As architecture owner at DarDev, I designed and built DarDev Studio: five memory tiers, hybrid RAG, IT_ORCHESTRATOR default mode, MCP and skill packs, safe patch pipeline, benchmark platform, and the @dardev/platform-* monorepo. Companion article documents the engineering program and methodology.

Outcome

  • eval:orchestrator-intents — 6/6 offline routing accuracy on engineering-goal fixtures
  • check:integration:dev-team — RAG IT 8/8, plan mode 6/6, graph lookup 5/5
  • validate:orchestrator-prompts — 5/5 live API prompt matrix (closeout gate)
  • Context envelope (RTX 4050, Gemma E2B): LiteRT max 32K tokens; llama.cpp ~96K before alloc fail
  • BGE-M3 dogfood ingest — ~17k chunks indexed for org RAG v6 on the monorepo mirror
  • 8 @dardev/platform-* packages; 6 client surfaces (web, admin, TUI, Android, Windows)

Lessons learned

  • Memory tiers beat one context blob.

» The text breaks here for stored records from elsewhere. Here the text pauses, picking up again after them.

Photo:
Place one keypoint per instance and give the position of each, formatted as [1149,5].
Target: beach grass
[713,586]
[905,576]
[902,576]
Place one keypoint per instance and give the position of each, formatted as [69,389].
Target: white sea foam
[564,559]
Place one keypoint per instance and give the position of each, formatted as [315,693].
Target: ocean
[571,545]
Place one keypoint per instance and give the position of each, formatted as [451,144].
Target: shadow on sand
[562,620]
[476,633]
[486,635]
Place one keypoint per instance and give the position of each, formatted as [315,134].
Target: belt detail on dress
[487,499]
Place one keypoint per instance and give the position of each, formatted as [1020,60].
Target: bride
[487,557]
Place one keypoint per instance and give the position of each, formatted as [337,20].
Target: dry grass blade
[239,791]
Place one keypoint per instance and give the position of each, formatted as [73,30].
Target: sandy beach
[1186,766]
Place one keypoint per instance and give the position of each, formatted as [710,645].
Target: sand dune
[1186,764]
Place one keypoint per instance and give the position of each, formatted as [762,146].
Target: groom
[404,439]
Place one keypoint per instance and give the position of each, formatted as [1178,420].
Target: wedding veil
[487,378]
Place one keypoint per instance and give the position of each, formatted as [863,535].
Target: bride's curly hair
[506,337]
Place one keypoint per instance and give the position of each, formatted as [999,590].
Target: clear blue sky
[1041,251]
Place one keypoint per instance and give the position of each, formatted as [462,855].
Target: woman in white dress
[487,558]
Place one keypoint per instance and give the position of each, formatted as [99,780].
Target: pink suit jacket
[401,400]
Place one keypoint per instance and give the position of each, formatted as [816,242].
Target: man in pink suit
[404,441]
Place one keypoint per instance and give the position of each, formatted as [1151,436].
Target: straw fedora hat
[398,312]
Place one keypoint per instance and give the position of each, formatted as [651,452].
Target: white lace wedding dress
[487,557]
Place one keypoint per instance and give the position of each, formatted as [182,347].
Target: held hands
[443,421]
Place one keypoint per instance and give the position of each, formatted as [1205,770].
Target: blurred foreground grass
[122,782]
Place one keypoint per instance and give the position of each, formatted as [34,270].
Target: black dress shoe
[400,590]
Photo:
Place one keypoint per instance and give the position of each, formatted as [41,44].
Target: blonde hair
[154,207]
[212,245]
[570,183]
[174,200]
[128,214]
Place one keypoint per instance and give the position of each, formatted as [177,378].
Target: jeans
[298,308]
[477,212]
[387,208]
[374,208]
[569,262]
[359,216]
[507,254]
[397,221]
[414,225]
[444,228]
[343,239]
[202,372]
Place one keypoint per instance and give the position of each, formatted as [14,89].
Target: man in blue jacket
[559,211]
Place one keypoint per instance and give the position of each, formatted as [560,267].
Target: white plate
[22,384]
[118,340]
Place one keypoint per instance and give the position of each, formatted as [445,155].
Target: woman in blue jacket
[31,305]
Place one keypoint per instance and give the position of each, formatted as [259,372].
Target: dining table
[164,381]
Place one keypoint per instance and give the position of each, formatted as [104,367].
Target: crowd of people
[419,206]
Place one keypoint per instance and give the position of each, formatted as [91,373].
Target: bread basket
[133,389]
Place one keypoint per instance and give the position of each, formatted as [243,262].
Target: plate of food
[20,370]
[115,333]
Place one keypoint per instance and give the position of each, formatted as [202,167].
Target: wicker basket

Early builds that merged session into RAG ingest returned chat noise on code queries. The fix was mechanical: separate tiers, separate indexes, and eval:rag:it at 8/8 before merge.
  • Agentic systems without offline evals are demos. orchestrator-intents caught routing regressions when the intent router changed; without it, "it feels worse" would have been the only signal.
  • Safe patch propose/verify beats unconstrained writes. Letting the agent edit the workspace directly produced unreviewable diffs; the patch pipeline makes failure visible before integration.
  • Outcome metrics beat sprint counts. S01–S13 matter internally; what external readers need is 6/6 intent routing, 8/8 RAG IT, and envelope numbers that justify model-pack routing.